I think Finn was using one of those shock batons the “traitor!” trooper was using in Force Awakens.

I doubt they’d bring in the whole dark saber thing. It’s the sort of EUish type of thing that generally doesn’t get bumped up in a major way. Besides its pretty tied into some specific plots we have no indication of being involved.

yeah, i guess i’m lucky in a way – i was old enough to be super-conscious of it. i distinctly remember the first time i heard about it: my friend and neighbor across the street had an older brother who took him to see it opening weekend. he had no idea what they were seeing, but his brother was excited for it and told him he’d love it. i remember him trying to tell us about it the next day, and he was trying to describe how big the space ship (the star destroyer) was in the opening scene as it passed overhead. “it was bigger than this block – bigger than our entire NEIGHBORHOOD!” and i remember not believing him, and saying, “come on – NO WAY. it can’t be that big.”
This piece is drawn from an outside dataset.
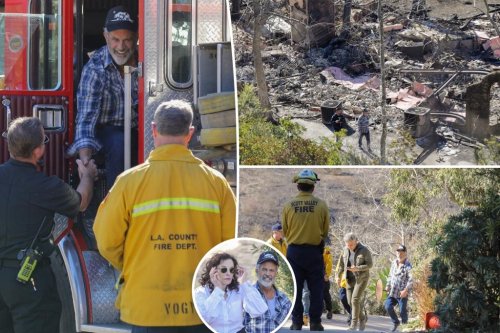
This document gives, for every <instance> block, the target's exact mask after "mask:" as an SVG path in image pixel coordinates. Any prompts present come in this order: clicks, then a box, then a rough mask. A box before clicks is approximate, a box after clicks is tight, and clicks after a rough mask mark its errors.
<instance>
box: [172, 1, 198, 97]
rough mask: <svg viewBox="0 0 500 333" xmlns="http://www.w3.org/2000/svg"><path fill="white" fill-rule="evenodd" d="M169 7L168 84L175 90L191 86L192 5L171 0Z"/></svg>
mask: <svg viewBox="0 0 500 333" xmlns="http://www.w3.org/2000/svg"><path fill="white" fill-rule="evenodd" d="M169 7H170V8H171V10H169V15H168V16H169V19H168V20H167V22H170V25H169V26H168V27H167V31H168V36H167V45H168V47H167V64H168V65H167V66H168V68H167V75H168V82H169V83H170V84H171V85H173V86H174V87H176V88H186V87H189V86H190V85H191V49H192V16H191V8H192V3H191V0H172V1H171V2H169Z"/></svg>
i also have bone-deep memories of seeing it the first time in the theater, and the first handful of times after that. specifically, how STUNNED i was that Ben Kenobi died (he’s been my favorite since the moment i saw him), and also when the camera does that swoop thing and shows the POV of the x-wing pilots diving into the trench on the Death Star, it used to really give me a sense of motion sickness. no movie before that had ever done that to me. i think of those first time feelings every time i see the movie now.

at least now younger people can get a sense of how excruciating it was for us to wait 2-3 years between each movie for a new one to come out. : )

1 Like

That scene blew my mind as a kid. It seemed to go on FOREVER. I was thrilled and terrified.
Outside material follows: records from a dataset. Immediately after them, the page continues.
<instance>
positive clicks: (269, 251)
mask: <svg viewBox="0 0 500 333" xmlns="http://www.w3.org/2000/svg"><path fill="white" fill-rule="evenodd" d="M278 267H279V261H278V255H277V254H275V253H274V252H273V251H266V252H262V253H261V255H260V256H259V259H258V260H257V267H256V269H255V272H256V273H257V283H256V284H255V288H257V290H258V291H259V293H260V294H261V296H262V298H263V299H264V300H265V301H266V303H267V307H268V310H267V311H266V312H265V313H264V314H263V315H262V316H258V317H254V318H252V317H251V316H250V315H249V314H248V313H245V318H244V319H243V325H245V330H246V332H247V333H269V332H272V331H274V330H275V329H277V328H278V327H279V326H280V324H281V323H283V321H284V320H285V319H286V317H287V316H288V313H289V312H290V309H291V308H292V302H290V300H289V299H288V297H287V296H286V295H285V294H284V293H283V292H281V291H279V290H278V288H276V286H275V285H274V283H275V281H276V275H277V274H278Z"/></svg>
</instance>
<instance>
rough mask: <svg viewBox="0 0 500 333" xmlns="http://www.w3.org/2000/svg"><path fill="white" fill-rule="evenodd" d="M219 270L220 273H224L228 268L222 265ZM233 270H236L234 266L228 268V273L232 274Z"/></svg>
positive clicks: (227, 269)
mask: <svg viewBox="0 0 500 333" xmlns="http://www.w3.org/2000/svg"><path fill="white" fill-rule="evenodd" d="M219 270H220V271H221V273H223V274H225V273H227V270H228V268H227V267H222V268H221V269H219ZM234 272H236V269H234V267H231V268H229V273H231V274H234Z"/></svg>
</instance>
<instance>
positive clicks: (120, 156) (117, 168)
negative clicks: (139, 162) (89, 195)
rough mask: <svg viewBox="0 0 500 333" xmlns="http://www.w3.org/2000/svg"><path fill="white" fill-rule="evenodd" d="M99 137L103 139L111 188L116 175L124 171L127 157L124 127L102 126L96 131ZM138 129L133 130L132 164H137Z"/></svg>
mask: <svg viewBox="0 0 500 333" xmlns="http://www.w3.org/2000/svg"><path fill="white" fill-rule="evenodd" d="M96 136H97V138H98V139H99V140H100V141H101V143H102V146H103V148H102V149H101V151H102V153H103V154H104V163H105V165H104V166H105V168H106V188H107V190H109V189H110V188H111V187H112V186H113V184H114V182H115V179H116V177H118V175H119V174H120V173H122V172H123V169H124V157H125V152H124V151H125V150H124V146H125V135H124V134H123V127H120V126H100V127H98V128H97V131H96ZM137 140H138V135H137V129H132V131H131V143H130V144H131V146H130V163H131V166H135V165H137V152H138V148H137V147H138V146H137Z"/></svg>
To this day, I have a mild phobia of large objects hanging over my head. I refused to walk under the blue whale skeleton at the Boston Aquarium whenever my parents took us there.

2 Likes

You forget there was still a better than 20 year wait before the prequels. And the standard 2ish years between them. As ultimately awful as they were in the end. The fervor about those releases (for the first two at least) was much, much, much higher than it is right now.

So however soul destroying the end result. Pretty much all of us who were around for that shit show experienced excruciating waits (and excruciating films) at a hype level never seen before.
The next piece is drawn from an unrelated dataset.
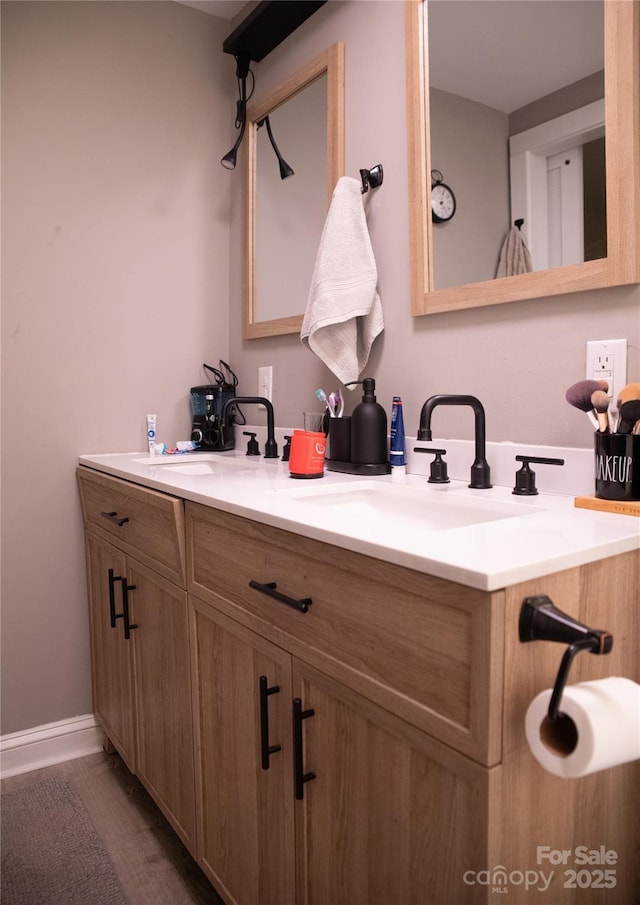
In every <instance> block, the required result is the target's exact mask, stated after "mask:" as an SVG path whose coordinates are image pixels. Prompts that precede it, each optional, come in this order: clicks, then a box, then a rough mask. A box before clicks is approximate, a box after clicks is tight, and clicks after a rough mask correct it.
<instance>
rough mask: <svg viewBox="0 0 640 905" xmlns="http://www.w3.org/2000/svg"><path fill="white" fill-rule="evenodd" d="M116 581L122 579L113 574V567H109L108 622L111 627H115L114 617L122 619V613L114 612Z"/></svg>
mask: <svg viewBox="0 0 640 905" xmlns="http://www.w3.org/2000/svg"><path fill="white" fill-rule="evenodd" d="M116 581H124V579H123V578H122V577H121V576H120V575H114V574H113V569H109V622H110V623H111V628H115V627H116V619H122V618H123V616H124V613H116V589H115V584H116Z"/></svg>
nah, i didn’t forget – aside from the first prequel, it doesn’t compare. even though we had to wait that long, we knew ultimately where the story was going to go with the prequels: it was all about the fall of Vader. NOW, there are new characters and worlds people care about and are invested in, and we don’t know where they are going to go or what’s going to happen to them – just like after the first movie.

I think the major difference is that the prequels quickly curdled into dread.

But as an example. My very small town’s one movie theater showed those on 4 of their (at the time) 6 screens. And we had a few hundred people camp out and line up for opening night. I graduated highschool with 80 people. And that theater has never had a line of more than 20 people for longer than 20 minutes before or since. It didn’t really make much sense at the time. And still doesn’t. But lots of people were incredibly excited.

From what people tell me the originals never opened out there during their initial run. People talk about driving an hour to see them. Something we still did for the prequels. Just to get to a better theater, or see it at midnight.

Of course the wait is easy when you can watch the previous entries literally whenever you want.

But for all that they didn’t have much staying power.

1 Like

I was ten back in 1977, and so my parents hesitated at the beginning because it was rated PG. It was a pretty violent movie with Kenobi’s sabre action in the cantina, the camera showing the severed limb. So it had been out for a month before our small town cinema showed it, and man, was I blown away! All of a sudden I was vacillating between Star Trek and Star Wars, my imagination was set ablaze. I also recall getting the novel and so that may be why sometimes I thought I remembered Luke first meeting Biggs in Anchorhead. But there were always rumors that the very first release had more of Luke at the beginning due to studio pressure, which Lucas cut out when he had the chance.